The SUV pulls up outside the house, and Boris gets out, slamming the door and coming around the side to help me. This time, he leaves the gag on, and I can’t deny the way it makes me feel when he grabs me roughly—a jolt of desire pushes through my body.
I know it’s fucked up, but I follow him inside the house with the hope that something more is going to happen. Something befitting a girl’s wedding night. Instead, we stop in the front parlor, and two nondescript men in black suits meet us.
I can’t help it—I’m looking around at the lavish interior. The fresh flowers—lilacs, I think—on the mantle, how the floors sparkle and shine, the housekeeper I can see from the corner of my eye. The housekeeper is slight and pretty, wearing scrubs, white sneakers, and a face mask. She almost looks like a nurse, and I assume the face mask is to keep the dust and chemicals from bothering her as she cleans.

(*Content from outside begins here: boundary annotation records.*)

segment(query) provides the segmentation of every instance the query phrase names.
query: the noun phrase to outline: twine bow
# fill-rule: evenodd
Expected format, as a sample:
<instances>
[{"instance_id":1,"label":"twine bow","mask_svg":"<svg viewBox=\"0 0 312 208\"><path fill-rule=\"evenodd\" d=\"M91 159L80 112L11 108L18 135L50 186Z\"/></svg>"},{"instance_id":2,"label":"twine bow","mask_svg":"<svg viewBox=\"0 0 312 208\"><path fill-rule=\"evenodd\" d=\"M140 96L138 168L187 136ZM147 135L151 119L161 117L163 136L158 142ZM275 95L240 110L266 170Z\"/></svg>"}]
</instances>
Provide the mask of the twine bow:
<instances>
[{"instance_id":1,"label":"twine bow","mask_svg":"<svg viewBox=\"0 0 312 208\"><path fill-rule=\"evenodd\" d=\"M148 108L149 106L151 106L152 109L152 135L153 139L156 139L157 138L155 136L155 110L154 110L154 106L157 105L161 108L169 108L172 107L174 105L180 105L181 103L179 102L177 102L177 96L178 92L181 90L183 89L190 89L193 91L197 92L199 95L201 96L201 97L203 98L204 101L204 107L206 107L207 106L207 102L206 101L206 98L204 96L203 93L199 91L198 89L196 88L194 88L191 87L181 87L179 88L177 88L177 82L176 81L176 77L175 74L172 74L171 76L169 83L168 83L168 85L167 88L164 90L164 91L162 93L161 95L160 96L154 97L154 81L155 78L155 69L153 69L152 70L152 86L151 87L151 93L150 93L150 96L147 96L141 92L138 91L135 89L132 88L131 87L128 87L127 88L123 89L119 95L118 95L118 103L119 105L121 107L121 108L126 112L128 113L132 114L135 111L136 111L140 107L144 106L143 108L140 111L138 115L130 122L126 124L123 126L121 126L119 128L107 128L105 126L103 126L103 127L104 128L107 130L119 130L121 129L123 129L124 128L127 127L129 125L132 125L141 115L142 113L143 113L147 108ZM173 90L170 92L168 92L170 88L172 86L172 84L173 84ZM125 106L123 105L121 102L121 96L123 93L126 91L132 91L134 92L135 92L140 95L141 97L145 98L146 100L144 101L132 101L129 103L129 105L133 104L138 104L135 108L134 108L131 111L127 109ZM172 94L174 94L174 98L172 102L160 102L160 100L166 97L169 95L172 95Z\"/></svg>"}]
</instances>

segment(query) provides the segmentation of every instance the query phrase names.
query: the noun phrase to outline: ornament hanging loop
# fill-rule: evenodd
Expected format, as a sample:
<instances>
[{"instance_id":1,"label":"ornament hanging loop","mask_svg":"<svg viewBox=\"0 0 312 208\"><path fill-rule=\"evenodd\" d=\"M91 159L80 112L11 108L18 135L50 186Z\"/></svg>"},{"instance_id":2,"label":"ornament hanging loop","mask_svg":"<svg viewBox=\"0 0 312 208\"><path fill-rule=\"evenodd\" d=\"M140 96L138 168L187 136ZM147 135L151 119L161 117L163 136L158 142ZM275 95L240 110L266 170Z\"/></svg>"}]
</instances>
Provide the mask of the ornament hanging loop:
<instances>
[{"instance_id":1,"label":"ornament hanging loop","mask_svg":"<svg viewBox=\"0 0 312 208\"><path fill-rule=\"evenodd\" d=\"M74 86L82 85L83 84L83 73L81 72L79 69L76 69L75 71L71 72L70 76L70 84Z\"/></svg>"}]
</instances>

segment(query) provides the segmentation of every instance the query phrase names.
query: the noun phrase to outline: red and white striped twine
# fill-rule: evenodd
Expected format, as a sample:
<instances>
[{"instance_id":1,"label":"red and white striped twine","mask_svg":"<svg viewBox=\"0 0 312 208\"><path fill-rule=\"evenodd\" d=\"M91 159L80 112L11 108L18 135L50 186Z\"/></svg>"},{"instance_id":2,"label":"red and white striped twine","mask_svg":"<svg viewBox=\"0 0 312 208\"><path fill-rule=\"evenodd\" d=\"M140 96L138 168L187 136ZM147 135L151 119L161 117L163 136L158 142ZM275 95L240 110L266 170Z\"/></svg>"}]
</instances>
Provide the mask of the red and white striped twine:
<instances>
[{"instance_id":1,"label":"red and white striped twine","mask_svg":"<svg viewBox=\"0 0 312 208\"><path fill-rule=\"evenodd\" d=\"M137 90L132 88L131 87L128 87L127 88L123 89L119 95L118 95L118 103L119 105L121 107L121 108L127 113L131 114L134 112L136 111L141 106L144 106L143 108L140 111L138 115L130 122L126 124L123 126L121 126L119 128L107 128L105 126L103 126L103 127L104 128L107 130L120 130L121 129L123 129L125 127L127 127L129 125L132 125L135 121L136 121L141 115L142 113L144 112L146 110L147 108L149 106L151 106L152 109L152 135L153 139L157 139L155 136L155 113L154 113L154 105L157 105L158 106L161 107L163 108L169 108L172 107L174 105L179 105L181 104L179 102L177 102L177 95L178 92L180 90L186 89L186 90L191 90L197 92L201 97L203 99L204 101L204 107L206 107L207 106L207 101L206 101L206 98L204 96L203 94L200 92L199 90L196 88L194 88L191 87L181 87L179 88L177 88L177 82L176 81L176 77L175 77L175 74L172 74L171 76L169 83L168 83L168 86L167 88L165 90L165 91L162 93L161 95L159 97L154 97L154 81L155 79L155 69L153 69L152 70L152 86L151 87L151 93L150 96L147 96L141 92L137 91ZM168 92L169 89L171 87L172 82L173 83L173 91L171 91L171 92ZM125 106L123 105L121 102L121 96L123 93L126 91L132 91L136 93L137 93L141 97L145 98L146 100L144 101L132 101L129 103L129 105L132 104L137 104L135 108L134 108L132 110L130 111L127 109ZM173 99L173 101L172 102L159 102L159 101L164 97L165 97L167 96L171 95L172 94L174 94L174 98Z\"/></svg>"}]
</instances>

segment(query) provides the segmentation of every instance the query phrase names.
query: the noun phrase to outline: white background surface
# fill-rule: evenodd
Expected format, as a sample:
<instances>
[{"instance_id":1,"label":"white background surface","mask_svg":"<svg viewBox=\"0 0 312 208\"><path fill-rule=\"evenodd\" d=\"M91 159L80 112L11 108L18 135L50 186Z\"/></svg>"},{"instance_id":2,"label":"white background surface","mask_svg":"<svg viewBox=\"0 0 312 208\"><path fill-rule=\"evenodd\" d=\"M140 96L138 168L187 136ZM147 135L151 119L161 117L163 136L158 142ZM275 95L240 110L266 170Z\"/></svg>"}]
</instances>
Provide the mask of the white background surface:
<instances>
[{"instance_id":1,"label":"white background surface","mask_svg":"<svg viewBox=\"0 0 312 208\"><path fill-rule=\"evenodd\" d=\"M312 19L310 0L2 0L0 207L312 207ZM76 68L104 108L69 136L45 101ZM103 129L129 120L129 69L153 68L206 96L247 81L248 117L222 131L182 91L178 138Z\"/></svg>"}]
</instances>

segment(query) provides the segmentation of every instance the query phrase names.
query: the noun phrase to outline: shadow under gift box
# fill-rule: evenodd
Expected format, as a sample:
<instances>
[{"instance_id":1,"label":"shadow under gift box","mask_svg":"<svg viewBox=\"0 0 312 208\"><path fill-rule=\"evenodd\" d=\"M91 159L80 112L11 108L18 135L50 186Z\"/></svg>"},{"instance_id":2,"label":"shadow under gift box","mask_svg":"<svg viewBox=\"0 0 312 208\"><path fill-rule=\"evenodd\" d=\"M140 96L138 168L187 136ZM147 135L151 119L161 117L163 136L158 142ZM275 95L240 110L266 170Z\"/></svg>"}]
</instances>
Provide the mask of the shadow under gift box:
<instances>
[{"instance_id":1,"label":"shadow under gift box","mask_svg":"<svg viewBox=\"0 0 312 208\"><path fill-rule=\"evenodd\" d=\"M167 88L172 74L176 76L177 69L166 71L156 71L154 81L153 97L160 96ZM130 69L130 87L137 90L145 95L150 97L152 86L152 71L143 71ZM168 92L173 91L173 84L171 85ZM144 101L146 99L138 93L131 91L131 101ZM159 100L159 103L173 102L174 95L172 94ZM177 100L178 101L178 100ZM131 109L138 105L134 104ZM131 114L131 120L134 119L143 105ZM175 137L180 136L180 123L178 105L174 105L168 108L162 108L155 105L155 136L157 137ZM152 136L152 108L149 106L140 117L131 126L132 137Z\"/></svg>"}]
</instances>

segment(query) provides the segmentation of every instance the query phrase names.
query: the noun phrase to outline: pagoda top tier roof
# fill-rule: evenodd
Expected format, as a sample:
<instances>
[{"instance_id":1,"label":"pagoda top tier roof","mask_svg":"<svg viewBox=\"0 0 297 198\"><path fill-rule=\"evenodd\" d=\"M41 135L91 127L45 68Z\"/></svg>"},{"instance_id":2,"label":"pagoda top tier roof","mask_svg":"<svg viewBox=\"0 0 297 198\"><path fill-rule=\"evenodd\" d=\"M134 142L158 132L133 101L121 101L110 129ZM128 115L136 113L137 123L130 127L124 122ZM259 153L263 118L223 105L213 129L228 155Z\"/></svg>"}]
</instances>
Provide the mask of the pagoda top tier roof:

The entire house smells like there’s not a single speck of dirt inside despite the obvious history here. Looking around, I can almost see all the parties, celebrations, families coming together to shout and play, and kids racing around the stairs and sliding down the banister.
The two men in the suits take me by either arm and start to lead me up the steps.
“Just give me directions,” I mutter, but it comes out too garbled to understand through the gag. They lead me up the stairs and down a few long hallways before finally arriving at a room.
It’s beautiful, of course, just like the rest of the home, with a four-poster bed and large windows overlooking a flower garden. I’m reminded of the yellow wallpaper story when the guard behind me locks the door.